こんにちは。ゆず療育セラピスト塾 主宰の西村猛(PT)です。
今回は、令和8年(2026年)および令和9年(2027年)に予定されている障害福祉分野の制度改正が、療育セラピストにどのような影響を与えるのかについて、現時点で見えている政策の方向性と、現場の状況を踏まえながら、若干の知見を交えてご紹介します。
制度改正というと、「経営者や管理者の話」「現場で働くセラピストには直接関係ない話」と感じられることも少なくありません。
しかし今回の改正は、報酬体系や事業所運営の見直しにとどまらず、セラピストの働き方や評価のされ方そのものに影響する内容を含んでいます。
とくに療育領域では、「どのような人材が、どのような役割で支援に関わっているのか」が、これまで以上に問われる局面に入ろうとしています。
制度改正の全体像|まず押さえておきたいポイント
今回の制度改正は、2段階で進められる予定です。
- 令和8年(2026年)臨時報酬改定
→ 新規参入を抑えるためのブレーキ的改定 - 令和9年(2027年)定例報酬改定
→ 支援の質・人材・生産性を軸にした本格的な見直し
背景にあるのは、障害福祉費用の急激な増加と、事業所数の拡大です。
「量は増えたが、それよりも中身はどうなのか」という視点が、国や自治体の中でより強くなっています。
その結果、今後はとりあえず療育を行っていればOK、ではなく、「どんな支援を、誰が担っているのか」が重視される流れになっています。
療育セラピストにとっての影響①
人材不足が、より明確な「価値」になる
療育分野は、もともと慢性的な人材不足の状態にあります。今回の改正により、
- 新規事業所の報酬が引き下げられる
- 採用環境がさらに厳しくなる
- 人員欠如による減算リスクが高まる
といった状況が想定されています。
これは裏を返せば、セラピストがいなければ、事業所は運営できないという現実が、これまで以上に表面化するということでもあります。
結果として、
- セラピストの市場価値が高まる
- 働き方や条件について交渉しやすくなる
- 「支援の中心を担う人材」として位置づけられやすくなる
といった影響が、徐々に広がっていくと考えられます。
療育セラピストにとっての影響②
処遇改善と専門性の関係が、より強くなる
処遇改善加算はこれまでも、賃金改善という形で一定の効果を上げてきました。
今後は、加算率の引き上げ、対象職種の拡大、直接支援に関わる人材の重視、といった方向性が、より明確になる可能性があります。
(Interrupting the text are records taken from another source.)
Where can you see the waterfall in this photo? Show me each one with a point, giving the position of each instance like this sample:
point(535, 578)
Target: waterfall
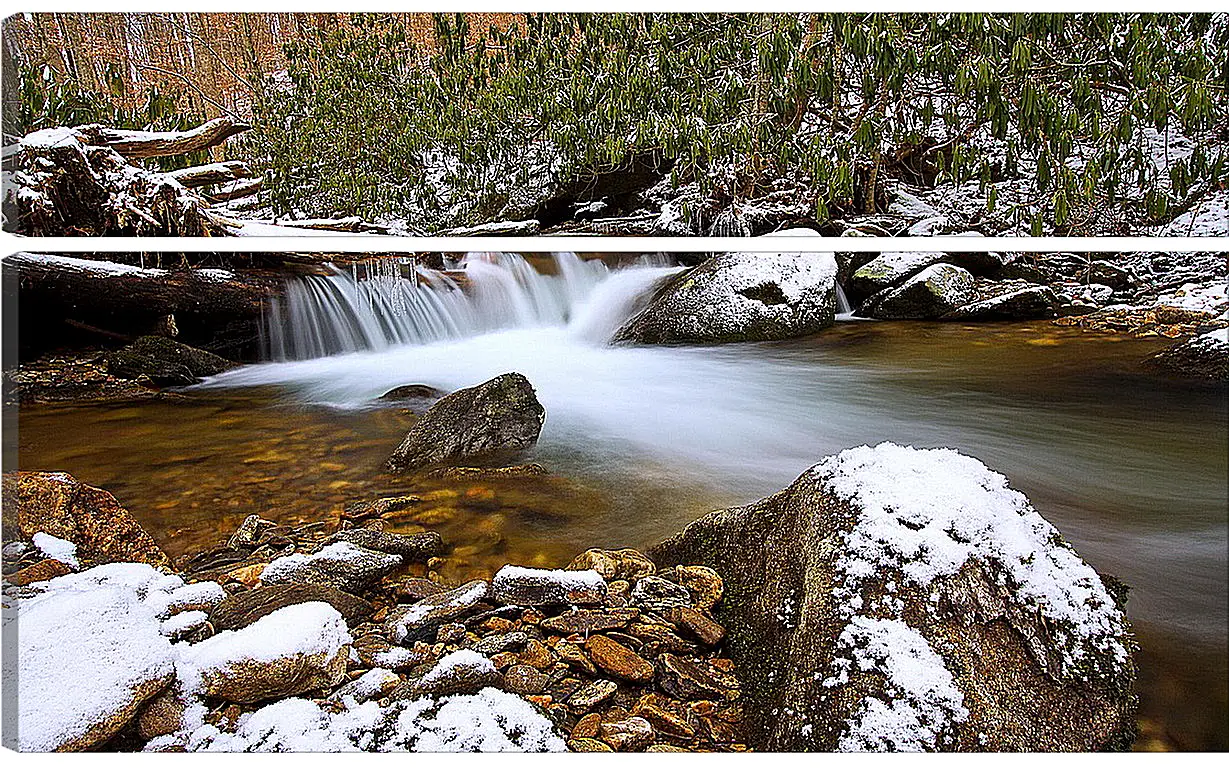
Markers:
point(341, 312)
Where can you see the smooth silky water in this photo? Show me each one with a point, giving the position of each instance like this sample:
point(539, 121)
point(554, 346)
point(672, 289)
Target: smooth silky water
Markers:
point(1130, 466)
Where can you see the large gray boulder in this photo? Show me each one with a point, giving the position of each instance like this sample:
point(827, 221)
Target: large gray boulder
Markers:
point(499, 415)
point(900, 599)
point(740, 297)
point(887, 269)
point(932, 293)
point(1010, 300)
point(1202, 356)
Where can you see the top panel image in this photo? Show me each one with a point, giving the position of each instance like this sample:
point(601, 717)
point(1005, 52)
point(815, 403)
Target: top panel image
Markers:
point(659, 124)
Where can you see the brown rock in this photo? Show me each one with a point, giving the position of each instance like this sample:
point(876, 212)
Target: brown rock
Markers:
point(618, 660)
point(584, 622)
point(615, 564)
point(247, 575)
point(665, 721)
point(536, 654)
point(574, 656)
point(525, 680)
point(696, 624)
point(43, 570)
point(628, 735)
point(703, 583)
point(687, 678)
point(57, 504)
point(161, 715)
point(243, 608)
point(592, 694)
point(588, 726)
point(588, 745)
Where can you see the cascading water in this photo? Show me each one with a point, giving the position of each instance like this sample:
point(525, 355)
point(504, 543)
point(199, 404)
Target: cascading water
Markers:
point(328, 315)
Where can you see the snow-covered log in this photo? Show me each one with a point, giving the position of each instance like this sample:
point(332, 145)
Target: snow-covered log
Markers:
point(60, 294)
point(212, 173)
point(66, 186)
point(236, 189)
point(135, 144)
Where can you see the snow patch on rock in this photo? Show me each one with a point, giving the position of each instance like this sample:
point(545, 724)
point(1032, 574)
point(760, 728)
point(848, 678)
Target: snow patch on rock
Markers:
point(57, 548)
point(923, 701)
point(487, 721)
point(926, 514)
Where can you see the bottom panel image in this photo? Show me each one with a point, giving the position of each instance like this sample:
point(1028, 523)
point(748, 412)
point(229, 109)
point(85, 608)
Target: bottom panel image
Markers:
point(632, 503)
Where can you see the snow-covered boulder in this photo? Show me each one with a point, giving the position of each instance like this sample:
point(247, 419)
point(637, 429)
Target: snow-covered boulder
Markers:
point(740, 297)
point(58, 505)
point(930, 294)
point(91, 650)
point(1010, 300)
point(495, 417)
point(887, 269)
point(536, 586)
point(1203, 356)
point(487, 721)
point(342, 565)
point(289, 651)
point(901, 599)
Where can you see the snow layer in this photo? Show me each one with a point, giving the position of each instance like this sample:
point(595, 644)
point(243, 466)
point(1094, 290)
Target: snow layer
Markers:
point(923, 514)
point(1212, 297)
point(89, 644)
point(488, 721)
point(513, 584)
point(57, 548)
point(86, 266)
point(456, 661)
point(307, 628)
point(922, 702)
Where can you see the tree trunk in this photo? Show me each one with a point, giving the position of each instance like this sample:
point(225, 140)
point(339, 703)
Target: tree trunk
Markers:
point(212, 173)
point(135, 144)
point(213, 309)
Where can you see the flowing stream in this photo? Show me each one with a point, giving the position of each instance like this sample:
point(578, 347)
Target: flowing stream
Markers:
point(640, 440)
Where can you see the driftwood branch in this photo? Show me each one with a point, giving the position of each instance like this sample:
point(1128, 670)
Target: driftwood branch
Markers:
point(235, 191)
point(212, 173)
point(135, 144)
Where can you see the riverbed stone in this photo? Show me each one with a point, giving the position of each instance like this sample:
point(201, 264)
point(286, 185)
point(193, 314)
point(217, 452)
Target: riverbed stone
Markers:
point(928, 295)
point(694, 624)
point(1201, 356)
point(165, 361)
point(418, 621)
point(615, 563)
point(656, 592)
point(525, 680)
point(1010, 301)
point(704, 584)
point(618, 660)
point(243, 608)
point(886, 270)
point(413, 547)
point(628, 735)
point(821, 615)
point(58, 504)
point(495, 417)
point(740, 297)
point(536, 586)
point(592, 694)
point(293, 650)
point(584, 622)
療育セラピストは、直接支援に関われる、支援の根拠を説明できる、保護者や多職種と連携できるという点で、処遇改善の対象として評価されやすい立場にあります。
単に「配置されている」だけでなく、どのような役割を担い、どんな価値を提供しているのかが、これまで以上に問われるようになるでしょう。
療育セラピストにとっての影響③
「専門性」が評価される一方で、負担も増えやすい
令和9年の定例改定では、
- 強度行動障害への対応
- 被虐待児への支援
- より高度で個別性の高い支援
といった分野が、評価の対象として注目されています。
これらは、セラピストの評価・分析・プログラムの立案力が強く求められる領域です。
一方で、
- 書類業務の増加
- ICT導入への対応
- 役割の拡大・曖昧化
といった負担が、現場のセラピストに集中しやすくなる側面もあります。
「専門職だから」「分かっているから」という理由で、支援以外の業務まで抱え込む状態が続くと、消耗や離職につながるリスクも高まります。
これからの制度下で、セラピストに求められる視点
今回の制度改正を踏まえると、療育セラピストには次のような視点が重要になってきます。
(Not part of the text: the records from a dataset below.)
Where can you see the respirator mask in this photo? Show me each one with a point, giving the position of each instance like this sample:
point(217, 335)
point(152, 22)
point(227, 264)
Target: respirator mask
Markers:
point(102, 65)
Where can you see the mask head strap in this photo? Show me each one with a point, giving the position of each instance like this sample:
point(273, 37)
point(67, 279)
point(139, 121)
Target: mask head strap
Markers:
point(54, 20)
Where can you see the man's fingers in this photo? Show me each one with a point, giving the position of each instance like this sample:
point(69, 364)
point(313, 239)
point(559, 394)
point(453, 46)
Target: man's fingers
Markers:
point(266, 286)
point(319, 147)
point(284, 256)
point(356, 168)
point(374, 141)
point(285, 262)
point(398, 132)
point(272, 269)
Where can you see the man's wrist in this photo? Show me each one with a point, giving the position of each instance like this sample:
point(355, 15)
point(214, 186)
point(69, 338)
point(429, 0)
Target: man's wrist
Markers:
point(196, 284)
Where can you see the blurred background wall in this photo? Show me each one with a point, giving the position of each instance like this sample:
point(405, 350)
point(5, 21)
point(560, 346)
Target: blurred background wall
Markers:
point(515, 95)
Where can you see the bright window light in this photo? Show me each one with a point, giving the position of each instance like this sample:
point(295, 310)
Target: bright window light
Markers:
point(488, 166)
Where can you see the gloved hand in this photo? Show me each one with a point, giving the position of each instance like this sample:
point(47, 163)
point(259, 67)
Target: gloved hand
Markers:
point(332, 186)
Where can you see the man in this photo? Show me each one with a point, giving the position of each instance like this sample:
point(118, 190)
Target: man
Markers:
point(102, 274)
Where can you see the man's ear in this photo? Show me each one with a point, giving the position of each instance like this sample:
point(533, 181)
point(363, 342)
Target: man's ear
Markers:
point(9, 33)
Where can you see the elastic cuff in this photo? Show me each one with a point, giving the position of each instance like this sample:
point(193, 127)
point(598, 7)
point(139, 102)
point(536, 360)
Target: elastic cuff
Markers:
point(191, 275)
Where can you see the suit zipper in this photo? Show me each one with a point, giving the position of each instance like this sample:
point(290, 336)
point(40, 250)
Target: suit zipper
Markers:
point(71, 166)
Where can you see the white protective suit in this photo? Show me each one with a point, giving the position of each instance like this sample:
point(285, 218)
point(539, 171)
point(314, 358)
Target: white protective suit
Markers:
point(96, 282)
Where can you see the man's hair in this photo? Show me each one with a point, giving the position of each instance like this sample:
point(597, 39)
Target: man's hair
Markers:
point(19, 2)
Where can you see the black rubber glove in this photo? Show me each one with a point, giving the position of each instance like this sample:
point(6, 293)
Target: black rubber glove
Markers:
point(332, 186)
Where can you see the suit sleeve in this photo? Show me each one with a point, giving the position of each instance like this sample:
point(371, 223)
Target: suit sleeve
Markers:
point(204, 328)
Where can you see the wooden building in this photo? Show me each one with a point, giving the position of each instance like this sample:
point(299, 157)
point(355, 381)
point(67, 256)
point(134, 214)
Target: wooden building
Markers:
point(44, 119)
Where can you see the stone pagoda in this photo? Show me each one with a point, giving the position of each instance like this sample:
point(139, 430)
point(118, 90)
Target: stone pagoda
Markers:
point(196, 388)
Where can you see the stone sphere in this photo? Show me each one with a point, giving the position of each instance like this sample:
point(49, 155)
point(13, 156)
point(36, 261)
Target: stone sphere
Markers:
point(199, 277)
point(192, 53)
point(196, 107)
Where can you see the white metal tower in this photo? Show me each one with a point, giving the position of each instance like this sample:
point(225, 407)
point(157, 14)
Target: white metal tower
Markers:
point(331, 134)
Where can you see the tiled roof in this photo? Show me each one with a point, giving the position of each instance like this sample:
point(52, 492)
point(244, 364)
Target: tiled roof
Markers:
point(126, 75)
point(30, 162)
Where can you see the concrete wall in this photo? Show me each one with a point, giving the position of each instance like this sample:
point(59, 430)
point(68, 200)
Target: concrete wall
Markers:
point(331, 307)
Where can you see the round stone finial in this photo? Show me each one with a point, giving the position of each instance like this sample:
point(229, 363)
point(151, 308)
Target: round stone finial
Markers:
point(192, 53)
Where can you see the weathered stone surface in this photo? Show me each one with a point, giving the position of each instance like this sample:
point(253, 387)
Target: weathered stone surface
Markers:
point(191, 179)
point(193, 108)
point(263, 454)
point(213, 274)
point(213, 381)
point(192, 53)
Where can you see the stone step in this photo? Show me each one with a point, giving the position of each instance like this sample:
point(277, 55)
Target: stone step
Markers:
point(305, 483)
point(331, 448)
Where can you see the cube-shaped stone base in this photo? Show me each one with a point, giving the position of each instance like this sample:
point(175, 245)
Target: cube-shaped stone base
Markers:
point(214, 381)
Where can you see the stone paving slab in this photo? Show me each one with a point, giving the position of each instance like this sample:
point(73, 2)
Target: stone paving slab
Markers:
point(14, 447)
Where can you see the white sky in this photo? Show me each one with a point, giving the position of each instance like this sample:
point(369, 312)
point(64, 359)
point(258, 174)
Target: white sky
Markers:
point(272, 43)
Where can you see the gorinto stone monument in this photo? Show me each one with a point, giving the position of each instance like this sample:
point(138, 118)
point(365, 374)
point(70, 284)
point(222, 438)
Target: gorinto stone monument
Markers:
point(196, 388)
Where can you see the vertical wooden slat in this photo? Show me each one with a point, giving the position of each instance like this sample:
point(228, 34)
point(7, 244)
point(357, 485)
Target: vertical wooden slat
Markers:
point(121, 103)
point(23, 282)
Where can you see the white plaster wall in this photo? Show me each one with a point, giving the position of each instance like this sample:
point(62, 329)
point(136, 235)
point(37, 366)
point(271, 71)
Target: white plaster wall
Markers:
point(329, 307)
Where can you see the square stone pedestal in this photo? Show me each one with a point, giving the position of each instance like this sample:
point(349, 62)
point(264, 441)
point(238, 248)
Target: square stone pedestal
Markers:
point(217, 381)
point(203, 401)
- 支援を行うだけでなく、その意図や評価を言語化できること
- ICTや業務改善を「質の向上に時間を割くことができるための手段」として捉えること
- 自分はどのような専門性を軸に関わりたいのかを整理しておくこと
制度は強制的に変わっていきますが、その中でどんな立ち位置を取るか、どのように行動するかは、セラピストに委ねられています。
おわりに|制度改正は、分かれ道
令和8年・9年の制度改正は、療育セラピストにとって大きな転換点となる可能性があります。
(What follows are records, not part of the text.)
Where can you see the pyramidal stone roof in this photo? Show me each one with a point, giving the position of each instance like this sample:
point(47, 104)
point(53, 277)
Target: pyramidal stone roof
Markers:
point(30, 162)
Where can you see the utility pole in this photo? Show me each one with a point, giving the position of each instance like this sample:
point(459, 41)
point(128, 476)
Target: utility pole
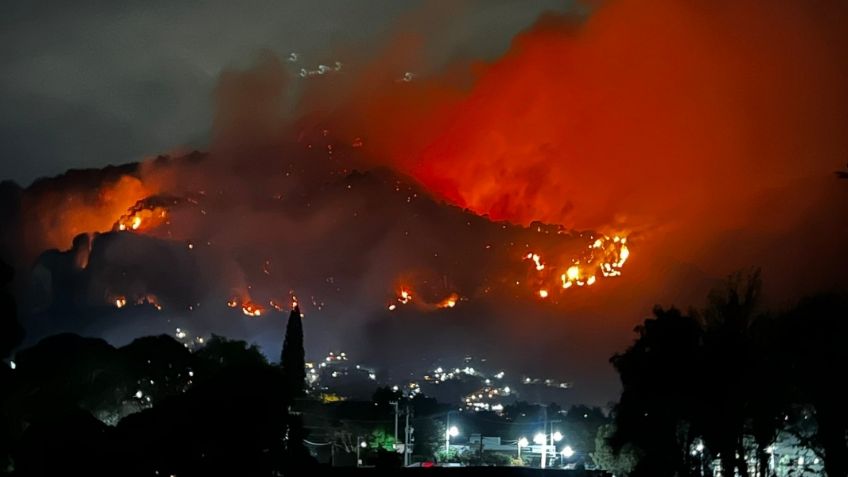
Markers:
point(544, 462)
point(394, 403)
point(406, 439)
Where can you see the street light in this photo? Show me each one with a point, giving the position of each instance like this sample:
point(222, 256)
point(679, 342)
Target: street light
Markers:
point(361, 444)
point(450, 431)
point(523, 442)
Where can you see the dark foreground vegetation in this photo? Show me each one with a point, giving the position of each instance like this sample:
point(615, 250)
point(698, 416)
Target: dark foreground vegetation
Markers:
point(703, 391)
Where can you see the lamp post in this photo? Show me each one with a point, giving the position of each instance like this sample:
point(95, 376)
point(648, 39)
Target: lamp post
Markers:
point(360, 444)
point(542, 440)
point(450, 431)
point(522, 443)
point(567, 453)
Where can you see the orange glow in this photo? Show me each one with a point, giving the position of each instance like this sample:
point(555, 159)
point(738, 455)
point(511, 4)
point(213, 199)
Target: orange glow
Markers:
point(449, 302)
point(251, 309)
point(54, 216)
point(139, 217)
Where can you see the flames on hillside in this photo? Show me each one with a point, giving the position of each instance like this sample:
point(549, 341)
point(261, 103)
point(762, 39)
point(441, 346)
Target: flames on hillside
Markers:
point(551, 272)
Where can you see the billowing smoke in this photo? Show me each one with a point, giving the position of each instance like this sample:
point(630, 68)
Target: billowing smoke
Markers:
point(704, 134)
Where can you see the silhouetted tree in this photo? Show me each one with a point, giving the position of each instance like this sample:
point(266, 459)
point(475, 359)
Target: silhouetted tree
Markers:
point(221, 353)
point(161, 365)
point(819, 357)
point(620, 462)
point(729, 358)
point(230, 423)
point(580, 427)
point(661, 376)
point(11, 332)
point(292, 358)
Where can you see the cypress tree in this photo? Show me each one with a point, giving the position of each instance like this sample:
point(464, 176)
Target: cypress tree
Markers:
point(292, 358)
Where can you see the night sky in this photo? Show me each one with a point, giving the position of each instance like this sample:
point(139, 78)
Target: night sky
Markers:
point(704, 135)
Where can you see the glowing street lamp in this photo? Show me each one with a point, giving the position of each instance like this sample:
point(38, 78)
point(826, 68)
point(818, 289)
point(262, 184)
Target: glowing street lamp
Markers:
point(362, 445)
point(523, 442)
point(452, 431)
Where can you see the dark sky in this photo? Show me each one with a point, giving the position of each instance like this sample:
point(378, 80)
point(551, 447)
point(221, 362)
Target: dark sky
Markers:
point(104, 82)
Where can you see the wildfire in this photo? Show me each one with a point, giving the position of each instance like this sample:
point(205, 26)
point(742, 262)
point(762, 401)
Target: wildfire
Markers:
point(606, 257)
point(449, 302)
point(121, 301)
point(251, 309)
point(149, 218)
point(146, 214)
point(537, 260)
専門性を意識し、自身の役割を整理しながら関わる人は、より評価され、必要とされる存在になっていくでしょう。
一方で、何となく現場に翻弄され、すべてを抱え込むような働き方は、気づかないうちに負担を増やしてしまうかもしれません。
制度が変わる今だからこそ、「自分は、どんなセラピストとして療育に関わりたいのか」一度立ち止まって考えてみることが、大切な時期に来ているように思います。